I sympathize with the family of 1-year-old Paxton Pitts, after the woman who was convicted of assaulting him was released from jail early.

Stephanie Kral, who received a 10-day sentence from the court following her conviction for third-degree assault, represents just one of the 1,897 inmates we’ve been forced to release early since the fall of 2011 — nearly 500 of those releases have occurred since the beginning of this year.

Photo Credit: FILE PHOTO - Columbia County Sheriff Jeff DickersonThe bad news is that these forced releases have caused hundreds of inmates to serve a small percentage of their time in custody — in order to keep in custody those who pose the greatest threat to public safety.

The good news is that this situation will be changing for the better in the coming year, as we are able to build our staffing level back to the levels needed to hold more sentenced inmates for longer periods of time.

I join with those who find the current catch-and-release situation plaguing our jail to be unacceptable. We are working furiously on getting our jail back into the condition where we can hold more sentenced inmates, but I must continue to ask for the public’s patience while we rebuild our staff.

It hasn’t been that long ago that we were preparing to shutter the facility and send only the worst 10 criminals to another jail. And while the vote in May to keep the jail open has turned this direction around, there will still be many more early releases of inmates until we are able to re-staff.

We are hiring jail staff as fast as we can, but it will still be a number of months before they are trained to be on their own. First, we have to screen all those who have applied to work as deputies and technicians. We received scores of applications for the openings, which closed Monday, July 21. After going through these applications, all candidates passing the initial screening will be tested with physical and written tests. Those who pass those tests will be interviewed. Those who pass the interview process will be given a thorough background investigation, which itself can take more than a month.

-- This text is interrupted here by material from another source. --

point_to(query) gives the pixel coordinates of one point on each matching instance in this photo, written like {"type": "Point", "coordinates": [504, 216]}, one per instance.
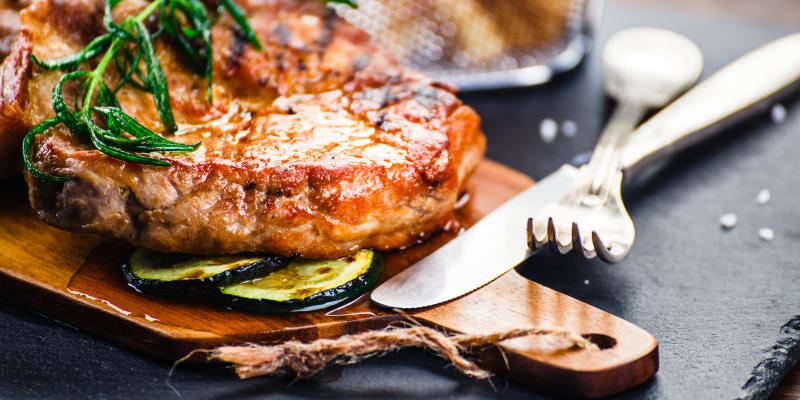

Suitable candidates will be given tentative job offers subject to passing a physical and psychological examination. Those who pass all of those examinations will be trained in both an in-house training academy and a mandatory six-week academy at the state level.

Once they return from the academy, we must complete a field training program before the deputies will be qualified to be on their own and can begin to ease the staffing issues that have caused us to keep available jail beds low.

I am eager to see that day approach, as it has been a humbling three years of catch-and-release protocol that has been painful to oversee as your sheriff.

While adding back 100 local beds will not solve all of our custody issues, I look forward to the day when more of the sentenced inmates in our community will more fully serve the sentences they have been given by the courts.